她臉色有些發青,來到江述月的面前一把抓住他的手腕,將他一併拉
入了走廊轉角。
江述月在視線消失之前,回頭朝清潔工的方向凝視一瞬,隨即眼神寒了下來。
「快走,不要回頭,不要深究。」她的聲音,不容拒絕。
握著他手臂的那雙手,無比用力,顫抖不已,連同她的聲音都是充斥著恐懼的,帶著她好不容易強裝出來的鎮定。
終於重新回到酒吧大廳,陶梔子看到外面的桌子已經布置好了,她本不想掃興的,卻不住回頭看向廁所的方向,不自然地笑了笑,語氣發急:
「我們回去吧。

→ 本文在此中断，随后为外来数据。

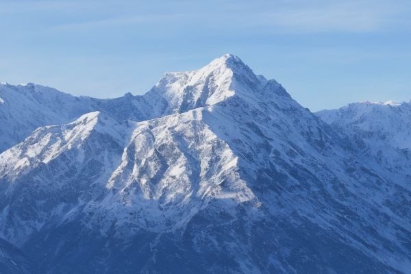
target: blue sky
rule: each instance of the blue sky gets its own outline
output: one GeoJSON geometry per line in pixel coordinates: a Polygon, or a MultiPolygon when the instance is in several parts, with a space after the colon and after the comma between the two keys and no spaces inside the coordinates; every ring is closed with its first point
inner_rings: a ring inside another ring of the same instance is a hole
{"type": "Polygon", "coordinates": [[[411,99],[411,1],[0,1],[0,81],[147,91],[227,53],[315,111],[411,99]]]}

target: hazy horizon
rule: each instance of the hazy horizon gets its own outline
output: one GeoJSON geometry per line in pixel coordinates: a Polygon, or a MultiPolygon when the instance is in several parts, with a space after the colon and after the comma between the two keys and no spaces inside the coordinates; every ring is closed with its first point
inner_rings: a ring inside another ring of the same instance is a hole
{"type": "Polygon", "coordinates": [[[230,53],[312,111],[411,99],[411,3],[4,1],[0,82],[98,98],[230,53]]]}

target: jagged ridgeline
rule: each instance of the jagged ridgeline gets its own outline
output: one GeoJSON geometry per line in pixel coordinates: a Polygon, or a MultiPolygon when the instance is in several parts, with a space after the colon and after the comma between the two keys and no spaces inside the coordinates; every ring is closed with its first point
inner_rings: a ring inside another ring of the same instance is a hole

」
本以為江述月會問問原因,但是他說了一句「嗯」,然後反手握住她發涼的手,帶著憂心忡忡的她從電梯逃離這裡。
電梯口放著一個熟悉的清潔車,她本能地瑟縮了一下脖子,看清周圍沒人後才如同驚弓之鳥一樣踏上電梯。
走到大街上的那一刻,牽手的溫暖已經無法繼續療愈,直到江述月穿上風衣外套,在扣上紐扣之前,她鑽進那風衣微敞的懷裡,大面積接觸到來自江述月身上的溫度時。
她才長舒一口氣,感覺自己獲救了。
江述月已經穿上了風衣,陶梔子才從這有些陌生的衣服觸感上獲得一點季節的感觸。
有那麼一個傷感的事實,夏天過去了,天氣轉涼,秋天到了。
原本只要一進入車內,車子發動後匯入車流後她就會睏倦纏身,開始在副駕駛上呼呼大睡。
可今日,她雙眼死死地盯著前方的紅燈,一眨不眨地盯著那紅燈跳動,那顏色和醫院手術室的燈很是想像,上面卻偏生有著倒計時,仿佛是把生命剩餘的時間具象化。
黑暗的車廂內,只有車內燈帶在提供一些柔和的光亮。
車子剛上高架,陶梔子心神不寧地看著高架上的車流,直到手機屏幕亮起,同時發出震動聲。
來電人是齊柔,按照齊柔的習慣,她是喜歡發文字那一類人,只有嚴肅和要緊的事情才會之際打電話。
看到這個來電顯示的時候,陶梔子心臟一跳,腦海中已經有了很多可怖的猜想,但是她猶豫間,還是抱著最後的希望接通,希望一切都會是錯覺。
「阿柔……」她接起電話的那一刻,悄然的車廂內,她的聲音出奇平靜。
江述月似乎沒有見過她面對朋友的這一面,緩緩放慢了車速。
「梔子!你可能沒有看錯,我剛知道陳友維不僅出獄了,並且人就在林城。」
齊柔急切的聲音讓陶梔子懸著的心徹底跌落谷底。